The Child Protection Bill aims to reduce sexual reoffending against child victims, and the risk posed by serious child sex offenders in New Zealand. This is going to be done mainly in the form of a sex offenders register. Submissions on the Bill have now closed and the report by the Social Services Committee is due March 2016.
29th October 2015 – The New Zealand Law Society (NZLS) submits their submission on the Bill. The NZLS submission proposes a more administratively demanding risk-based assessment system and suggests removing or reducing many of the requirements placed on offenders.
7th December 2015 – I write a reply to the NZLS submission pointing out many of the false assumptions, invalid points and lack of evidence to support the claims made within their submission.
Is Naming of Victims Really an Issue?
Following my reply to the NZLS being released I was interviewed by someone from the media and they asked me a question which flummoxed me somewhat. Of all the arguments against a sex offender register I’d previously read about or encountered, I’d never heard this argument before. The argument went something like this; “have you considered the fact that victims with the same surname as the the offender may be publicly shamed if a public register were implemented?”
My initial response was poor as I didn’t quite comprehend what was being asked and it was my first ever interview. However, on reflection I can tell you exactly why I’d never encountered this argument before, because it’s not really a issue, and here’s 4 compelling reasons why.
1. Victims names are not published on the register – This is a no-brainer. The victims are not named on any register so any relationship or connection is only inferred. No definite link can ever be made from a register alone. Anyway the proposed register isn’t even going to be publicly accessible (even though SST strongly wants this).
2. Other ways of finding out – these things don’t happen in a vacuum. There are many more definitive ways people can discover this info other than a hunch from a similar name. Word of mouth, the court case, media and news coverage are all other ways people find out what is happening in their community. Inferring a link from a similar name on a database is the least reliable and is by far the least pervasive means of disseminating this information, especially when compared to the other methods mentioned.
3. Do victims of sexual abuse really care if people know? Has anyone actually asked any victims if they think this is an issue?It’s not for us to say this is an issue. It’s up to them. The only ones who should feel shame here are the offenders. These poor young children have been traumatized. With all that they’ve gone through, do you really think these victims care if a few people think they know what happened to them? Really? At SST, we know that they don’t. What is more important to the victims is justice and making sure that these offenders don’t ruin any more lives.
4. So what if people do know – What’s the big deal? This issue implies a negative reaction. Think names on billboards and people pointing in the street and throwing rotten tomatoes. What kind of reaction do you really think people will have? The small minority of people that actually do know these people have been abused actually show only sympathy and support. There is no evidence of victim stigmatization, if even such a thing exists.

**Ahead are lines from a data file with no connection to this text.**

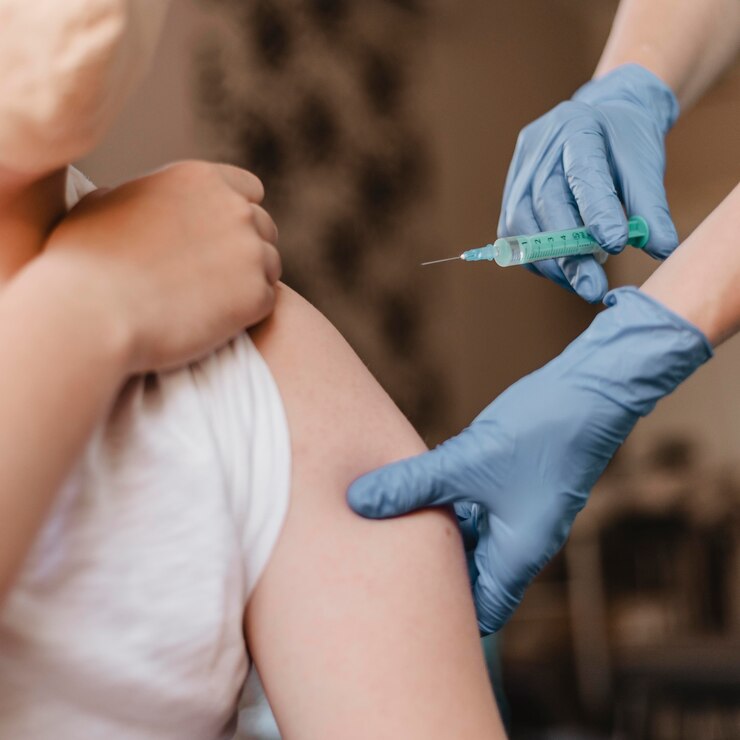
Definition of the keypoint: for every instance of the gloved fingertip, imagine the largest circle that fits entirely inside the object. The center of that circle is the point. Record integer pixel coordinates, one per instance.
(587, 278)
(612, 235)
(365, 497)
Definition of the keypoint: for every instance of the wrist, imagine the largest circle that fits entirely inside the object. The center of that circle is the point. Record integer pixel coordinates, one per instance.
(638, 85)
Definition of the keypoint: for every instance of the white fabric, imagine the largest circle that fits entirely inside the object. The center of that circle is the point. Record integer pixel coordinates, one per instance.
(67, 67)
(126, 621)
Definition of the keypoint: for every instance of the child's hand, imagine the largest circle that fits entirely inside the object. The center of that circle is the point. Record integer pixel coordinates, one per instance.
(182, 260)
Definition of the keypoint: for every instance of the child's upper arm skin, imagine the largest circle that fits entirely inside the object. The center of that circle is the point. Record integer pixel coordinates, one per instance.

So now that I’ve addressed that issue, it’s time to get back the serious work of turning our legal system into a justice system and making sure the rights of victims and society are paramount.
I always like to have open dialogue regarding anything that interests me. The good thing about it, as in this case, is that these barriers can be broken down quickly before given a chance to strengthen. I thank the interviewer for giving me the chance to put this one back in the box early.